Brilliant people – smart, prepared, sympathetic and insightful – work in the financial planning and the investment advice worlds. But they’re outnumbered by legions of people who either by personal choice or corporate edict have made it a priority to sell, not advise. Robo-advisers beat these product-sellers any day of the week, month or year.
For insights into what you’re getting when you see a human adviser, let’s take a look at Dalbar’s analysis of how major financial institutions serve people who want help with retirement planning. Dalbar had 192 mystery shoppers call their bank and ask for an appointment, which means the banks had the opportunity to put their best foot forward.

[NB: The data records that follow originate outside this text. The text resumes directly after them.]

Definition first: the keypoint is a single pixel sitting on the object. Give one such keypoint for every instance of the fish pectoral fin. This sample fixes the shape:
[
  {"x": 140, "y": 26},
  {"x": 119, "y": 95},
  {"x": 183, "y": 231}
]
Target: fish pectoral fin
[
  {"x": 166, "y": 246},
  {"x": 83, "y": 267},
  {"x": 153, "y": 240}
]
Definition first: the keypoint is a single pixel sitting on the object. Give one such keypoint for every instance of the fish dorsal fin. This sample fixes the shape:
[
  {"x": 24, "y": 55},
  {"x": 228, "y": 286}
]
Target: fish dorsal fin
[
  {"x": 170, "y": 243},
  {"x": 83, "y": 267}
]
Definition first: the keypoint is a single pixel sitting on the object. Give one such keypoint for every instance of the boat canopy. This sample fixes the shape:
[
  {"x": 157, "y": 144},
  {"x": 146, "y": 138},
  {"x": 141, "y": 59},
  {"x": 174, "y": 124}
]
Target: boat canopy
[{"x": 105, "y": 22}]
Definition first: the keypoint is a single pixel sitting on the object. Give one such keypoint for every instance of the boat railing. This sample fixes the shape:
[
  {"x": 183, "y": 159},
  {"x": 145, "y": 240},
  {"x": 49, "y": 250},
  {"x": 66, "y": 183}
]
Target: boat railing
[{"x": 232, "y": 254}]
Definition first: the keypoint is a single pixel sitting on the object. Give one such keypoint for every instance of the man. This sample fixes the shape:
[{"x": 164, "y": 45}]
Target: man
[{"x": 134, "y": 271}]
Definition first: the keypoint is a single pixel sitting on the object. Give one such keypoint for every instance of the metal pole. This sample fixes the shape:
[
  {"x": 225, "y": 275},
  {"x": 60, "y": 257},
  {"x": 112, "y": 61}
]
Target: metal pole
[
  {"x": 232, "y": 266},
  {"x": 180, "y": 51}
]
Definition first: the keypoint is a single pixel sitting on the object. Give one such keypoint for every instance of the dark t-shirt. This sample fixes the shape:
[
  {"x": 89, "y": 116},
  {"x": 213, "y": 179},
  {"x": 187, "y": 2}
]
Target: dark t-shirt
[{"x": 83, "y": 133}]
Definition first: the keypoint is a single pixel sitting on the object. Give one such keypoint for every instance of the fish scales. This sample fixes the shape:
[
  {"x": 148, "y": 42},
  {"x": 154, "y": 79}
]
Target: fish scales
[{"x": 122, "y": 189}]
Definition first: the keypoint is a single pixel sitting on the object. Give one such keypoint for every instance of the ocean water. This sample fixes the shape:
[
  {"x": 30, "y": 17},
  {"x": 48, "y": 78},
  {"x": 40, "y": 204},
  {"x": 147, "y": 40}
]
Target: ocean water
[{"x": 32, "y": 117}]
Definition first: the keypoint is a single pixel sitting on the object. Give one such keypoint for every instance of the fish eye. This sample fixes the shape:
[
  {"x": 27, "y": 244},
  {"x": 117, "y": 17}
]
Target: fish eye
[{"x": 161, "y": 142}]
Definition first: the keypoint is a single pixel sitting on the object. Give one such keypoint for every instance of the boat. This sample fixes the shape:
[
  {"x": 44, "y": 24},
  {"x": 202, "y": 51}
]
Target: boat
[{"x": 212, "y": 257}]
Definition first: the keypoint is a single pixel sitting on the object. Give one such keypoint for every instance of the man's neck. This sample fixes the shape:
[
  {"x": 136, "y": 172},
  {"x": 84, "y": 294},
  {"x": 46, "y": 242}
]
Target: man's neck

Royal Bank of Canada aced the test – 83 per cent of the mystery shoppers who went there for a retirement discussion saw someone with either the certified financial planner (CFP) or personal financial planner (PFP) designation. At the other four Big Five banks, only between 13 and 43 per cent of interactions were with a CFP or PFP.
If not an accredited planner, then who? “People who have the accreditation to sell mutual funds,” said Anita Lo, vice-president of the Canadian practice for Dalbar.
The relevance of proper planning accreditation is that it brings a higher level of customer satisfaction. RBC achieved an overall score of 80.3 per cent, compared with 70.2 per cent for the other Big Five banks.
You get a sense of how all the banks view people asking for help with retirement in looking at the kinds of documents they asked the mystery shoppers to bring with them to their in-branch consultations. Investment statements were requested 61 per cent of the time, while mortgage and credit card statements were requested just 12 to 8 per cent of the time, respectively.
If you’re heavily in debt, a good planner will tell you to hold up on investing and pay down your borrowings. Ms. Lo said some bank staff focused on investment statements so they could argue for money from other financial firms be transferred to their bank.
“With one or two institutions, they said, ‘Show me the money right now and once you move it over we’ll look at the whole pie,’ ” she said.
My colleagues Tim Kiladze and Clare O’Hara recently wrote about the problems that robo-advisers are having in building a profitable business. The economics of robo-advice are precarious because only a small number of people have been willing to give them a try. Robos collectively have $8-billion in assets, less than half the amount invested in just the RBC Canadian Dividend mutual fund alone.
Robos may also have been overhyped and need more time to build their franchise. Observers say the problem is that robos are struggling against the desire many people have to talk to real people about their money rather than using an interface that works primarily online. But even when it emphasizes advice over sales, the investment industry still effectively slights people of modest means to focus on high-net-worth accounts.
Robos are in no way a universal solution to your need for financial help. They aren’t generally geared to assess how ready you are for retirement, or if you should forget about investment this year and pound down your debts. But if you need help building an investment portfolio for a goal such as retirement, they are an excellent option.
Robos will design a portfolio for you and manage it on a continuing basis for between 0.25 per cent and 0.5 per cent of your account holdings. Robos generally use exchange-traded funds, which have minimal fees of their own. All in, you get a firm hand guiding your investments at a very reasonable cost.
Robos may some day add online financial planning to their répertoire. Meantime, you can partner your robo portfolio with a fee-for-service financial planner, who charges an hourly or flat rate and isn’t compensated through the sale of investment products or advice.
Or, you can always get some retirement help from your bank. Be sure to bring your investment statements when you go.